The Congress’ criticism that the speech was all rhetoric and did not outline an action plan is uncalled for. The President is not meant to unveil a roadmap, he is meant to raise the issues that the government has to tackle.
The trickiest perhaps, given the dictum, ‘minimum government and maximum governance’ is the issue of food inflation. This will require a considerable amount of government to begin with, given state monopoly on prices and state control of buffer stocks.
Given that the monsoon is not likely to be up to par, as indicated in the speech, food inflation is something on which the government has to act very quickly. The idea of pucca homes with sanitation, if executed as per the promises made by the BJP during the campaign, would do more to improve quality of life for the vast majority of Indians than any other measure.
It will also have a huge spin-off effect on health. The idea of reaping the demographic dividend by empowering the youth with skills is again something that brooks no delay if the moment is not to pass India by.
The emphasis on a national maritime authority is absolutely spot-on, given that the earlier government spoke at great length about securing our coastline, especially after the 26/11 attacks but did precious little about it.
The underlying theme of building Brand India is unexceptionable but unless there is a major boost to infrastructure, this will remain an empty slogan.
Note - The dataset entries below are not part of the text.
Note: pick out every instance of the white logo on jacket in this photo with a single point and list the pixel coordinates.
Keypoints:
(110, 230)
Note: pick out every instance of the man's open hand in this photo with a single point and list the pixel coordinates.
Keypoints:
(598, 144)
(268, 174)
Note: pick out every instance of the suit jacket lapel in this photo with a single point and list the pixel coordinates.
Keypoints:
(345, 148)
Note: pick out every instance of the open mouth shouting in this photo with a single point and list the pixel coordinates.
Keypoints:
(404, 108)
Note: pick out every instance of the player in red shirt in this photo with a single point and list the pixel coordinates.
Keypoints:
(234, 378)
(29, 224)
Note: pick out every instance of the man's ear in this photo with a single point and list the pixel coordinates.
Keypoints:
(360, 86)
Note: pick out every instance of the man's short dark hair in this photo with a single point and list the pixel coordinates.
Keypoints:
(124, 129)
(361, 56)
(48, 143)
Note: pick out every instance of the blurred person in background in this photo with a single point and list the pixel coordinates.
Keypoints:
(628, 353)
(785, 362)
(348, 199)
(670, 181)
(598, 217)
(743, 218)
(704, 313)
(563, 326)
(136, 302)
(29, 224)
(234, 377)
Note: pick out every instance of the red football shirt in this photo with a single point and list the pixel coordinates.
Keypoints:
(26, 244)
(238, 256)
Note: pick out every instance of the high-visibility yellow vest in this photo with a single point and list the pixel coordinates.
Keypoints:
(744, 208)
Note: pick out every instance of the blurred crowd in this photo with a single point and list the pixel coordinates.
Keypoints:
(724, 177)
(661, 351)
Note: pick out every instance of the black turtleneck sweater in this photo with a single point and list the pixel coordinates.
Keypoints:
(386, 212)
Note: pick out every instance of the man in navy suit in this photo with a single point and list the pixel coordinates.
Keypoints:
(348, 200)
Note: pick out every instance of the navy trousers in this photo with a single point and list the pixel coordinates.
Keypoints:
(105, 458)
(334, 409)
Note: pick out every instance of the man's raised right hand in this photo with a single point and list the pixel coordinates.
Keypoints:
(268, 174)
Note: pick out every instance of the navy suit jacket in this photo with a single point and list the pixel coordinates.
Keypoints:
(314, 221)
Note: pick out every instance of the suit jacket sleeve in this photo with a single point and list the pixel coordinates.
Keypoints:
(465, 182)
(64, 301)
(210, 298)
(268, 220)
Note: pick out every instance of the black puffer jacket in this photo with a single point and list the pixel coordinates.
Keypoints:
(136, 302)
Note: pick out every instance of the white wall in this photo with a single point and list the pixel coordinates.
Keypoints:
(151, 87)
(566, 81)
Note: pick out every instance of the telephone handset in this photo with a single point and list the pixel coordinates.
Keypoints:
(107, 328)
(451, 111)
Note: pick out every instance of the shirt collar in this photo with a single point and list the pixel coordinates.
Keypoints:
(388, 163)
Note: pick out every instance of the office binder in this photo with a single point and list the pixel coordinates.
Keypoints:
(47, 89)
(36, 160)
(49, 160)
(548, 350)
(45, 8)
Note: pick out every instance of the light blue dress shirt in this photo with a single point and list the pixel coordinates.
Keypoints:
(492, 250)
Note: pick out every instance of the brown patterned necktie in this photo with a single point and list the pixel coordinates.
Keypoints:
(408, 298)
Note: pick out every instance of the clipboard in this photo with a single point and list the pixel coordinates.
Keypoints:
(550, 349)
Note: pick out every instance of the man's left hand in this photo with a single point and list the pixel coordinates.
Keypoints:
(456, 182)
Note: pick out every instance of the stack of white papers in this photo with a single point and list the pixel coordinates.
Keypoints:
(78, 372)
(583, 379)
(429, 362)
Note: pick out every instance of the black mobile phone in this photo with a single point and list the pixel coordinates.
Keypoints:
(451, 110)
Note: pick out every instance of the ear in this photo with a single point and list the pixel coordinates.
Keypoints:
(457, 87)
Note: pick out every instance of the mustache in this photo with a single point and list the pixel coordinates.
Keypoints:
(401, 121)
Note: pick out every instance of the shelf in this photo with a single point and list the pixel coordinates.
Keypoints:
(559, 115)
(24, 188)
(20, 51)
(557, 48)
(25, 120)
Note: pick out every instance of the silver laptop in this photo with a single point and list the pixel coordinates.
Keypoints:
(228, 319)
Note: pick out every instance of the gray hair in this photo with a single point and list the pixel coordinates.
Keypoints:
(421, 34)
The idea of bullet trains, a diamond quadrilateral and the creation of 100 new cities may sound a little Utopian at present, but then nothing can be achieved without thinking big, given how far India has fallen behind on these.
Rationalising a non-adversarial tax regime will feature high on the agenda of the new government as also tackling and recovering black money. This is easier said than done and it will be interesting to see what mechanism is employed to do this.
In all, the President covered all the angles. Now the task of operationalising this begins and this will be the true litmus test for the new government.